Et nous, nous en sommes aux grandes théories ou aux soins, aux petits soins ? Nous aurions vécu de la fruition des fraternités et amitiés, l’accomplissement n’aurait pas été loin.

Dans la nuit, lorsque le sommeil échappe ou qu’au contraire on le repousse, c’est le moment de la prière. Au moins pour Jésus. La prière, c’est toujours de nuit, même en plein jour, parce que l’on ne comprend rien, parce qu’il ne s’agit pas de comprendre. Ce n’est pas une affaire de sens, mais de soin, de vie. Il s’agit, malgré le poids du fardeau, d’exposer au silence qui ne répond pas l’existence, la sienne et celle de tous, la sienne et toutes celles qui sont broyées par le fardeau.

S’exposer et c’est tout. Ne rien attendre. Qui parlerait ? C’est à nous de répondre. Si Dieu parle, il dit tout par le simple fait, sit venia verbo, de créer, de se donner, de se déclarer. Alors, la prière, l’exposition, même comme cri sans fin de l’abandon – nous nous rappelons le Golgotha – est gratitude, reconnaissance, non que l’existence soit belle et légère ‑ « vraiment, la vie de l’homme sur la terre est une corvée. » ‑ non que nous recevions du nouveau pour lequel il faudrait dire merci.

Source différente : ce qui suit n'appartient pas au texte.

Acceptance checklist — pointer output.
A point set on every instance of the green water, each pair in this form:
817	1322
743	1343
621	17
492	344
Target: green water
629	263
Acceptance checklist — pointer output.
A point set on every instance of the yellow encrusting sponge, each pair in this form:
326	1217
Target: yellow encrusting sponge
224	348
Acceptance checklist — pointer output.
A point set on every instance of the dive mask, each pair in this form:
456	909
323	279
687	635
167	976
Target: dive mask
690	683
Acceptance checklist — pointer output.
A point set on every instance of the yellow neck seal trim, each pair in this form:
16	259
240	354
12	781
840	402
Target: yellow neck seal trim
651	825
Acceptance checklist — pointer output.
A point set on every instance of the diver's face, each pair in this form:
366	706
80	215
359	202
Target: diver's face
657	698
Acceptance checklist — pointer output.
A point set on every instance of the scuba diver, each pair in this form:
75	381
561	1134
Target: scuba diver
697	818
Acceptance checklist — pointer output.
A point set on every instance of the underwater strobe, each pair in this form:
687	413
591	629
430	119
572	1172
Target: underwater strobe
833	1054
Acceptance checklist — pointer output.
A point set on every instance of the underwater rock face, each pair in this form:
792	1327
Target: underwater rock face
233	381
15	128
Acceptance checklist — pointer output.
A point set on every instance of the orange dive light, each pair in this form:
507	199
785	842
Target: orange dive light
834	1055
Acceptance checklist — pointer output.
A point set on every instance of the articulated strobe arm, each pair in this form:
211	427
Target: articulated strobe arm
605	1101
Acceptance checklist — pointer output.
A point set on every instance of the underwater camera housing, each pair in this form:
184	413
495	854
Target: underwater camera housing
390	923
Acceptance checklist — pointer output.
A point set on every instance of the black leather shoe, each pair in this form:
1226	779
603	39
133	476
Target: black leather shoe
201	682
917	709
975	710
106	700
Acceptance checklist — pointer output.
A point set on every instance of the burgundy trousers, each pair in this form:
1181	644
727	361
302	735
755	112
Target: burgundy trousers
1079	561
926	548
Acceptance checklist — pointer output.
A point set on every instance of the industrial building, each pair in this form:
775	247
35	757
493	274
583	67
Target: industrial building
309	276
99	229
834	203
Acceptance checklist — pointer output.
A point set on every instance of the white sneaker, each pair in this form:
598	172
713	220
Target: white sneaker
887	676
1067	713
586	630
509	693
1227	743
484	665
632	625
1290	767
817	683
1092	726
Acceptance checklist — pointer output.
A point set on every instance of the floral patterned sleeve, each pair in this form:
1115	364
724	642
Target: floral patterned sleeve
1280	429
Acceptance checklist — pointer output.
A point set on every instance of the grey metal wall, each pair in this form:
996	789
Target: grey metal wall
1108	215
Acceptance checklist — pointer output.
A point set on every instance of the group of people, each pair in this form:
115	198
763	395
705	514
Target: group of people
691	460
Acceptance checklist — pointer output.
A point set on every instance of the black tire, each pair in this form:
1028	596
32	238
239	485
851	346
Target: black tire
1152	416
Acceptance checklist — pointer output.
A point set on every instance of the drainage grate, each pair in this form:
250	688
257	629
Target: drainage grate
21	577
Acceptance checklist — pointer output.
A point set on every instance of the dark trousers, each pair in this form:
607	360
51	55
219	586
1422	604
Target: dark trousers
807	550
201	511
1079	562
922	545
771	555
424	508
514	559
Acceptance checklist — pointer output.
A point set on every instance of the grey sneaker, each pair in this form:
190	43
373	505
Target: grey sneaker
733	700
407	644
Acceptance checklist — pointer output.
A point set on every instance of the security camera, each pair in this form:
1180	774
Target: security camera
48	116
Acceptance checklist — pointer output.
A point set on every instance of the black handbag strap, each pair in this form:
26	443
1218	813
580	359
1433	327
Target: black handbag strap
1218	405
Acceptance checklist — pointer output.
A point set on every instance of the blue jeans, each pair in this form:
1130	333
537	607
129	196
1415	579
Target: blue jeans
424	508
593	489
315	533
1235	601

Mais de nouveau, ce que nous entendons dans notre réponse, dans cette exposition, c’est la parole originelle : il est bon que tu vives. « Et Dieu vit que cela était bon. » Cette parole suscite l’univers et toute chose et chacun ; c’est elle aussi, la même, qui relève, guérit, res-suscite. C’est insensé, extravagant, la folie d’un amour, d’un don sans limite. Dieu n’a pas de mesure ; il est lui-même la mesure.

Il ne suffit pas de se lever la nuit ou d’être insomniaque. Il faut être harassé par le poids du fardeau, celui des autres surtout. C’est pour cela que l’on s’expose, dans la nuit, parce que l’on n’en peut plus. On ne prie pas quand tout va bien, tout le monde le sait ! On ne prie pas quand on ne voit pas les autres et soi-même ployer sous le poids du fardeau.

Le fardeau demeure et la mort. La vie éternelle, si elle est pour demain, n’est pas. Elle est, aujourd'hui,  ce recueil, dans notre exposition, dans la nuit qui écrase le monde, du jour qui se lève sans cesse depuis le premier matin du monde : il est bon que tu vives.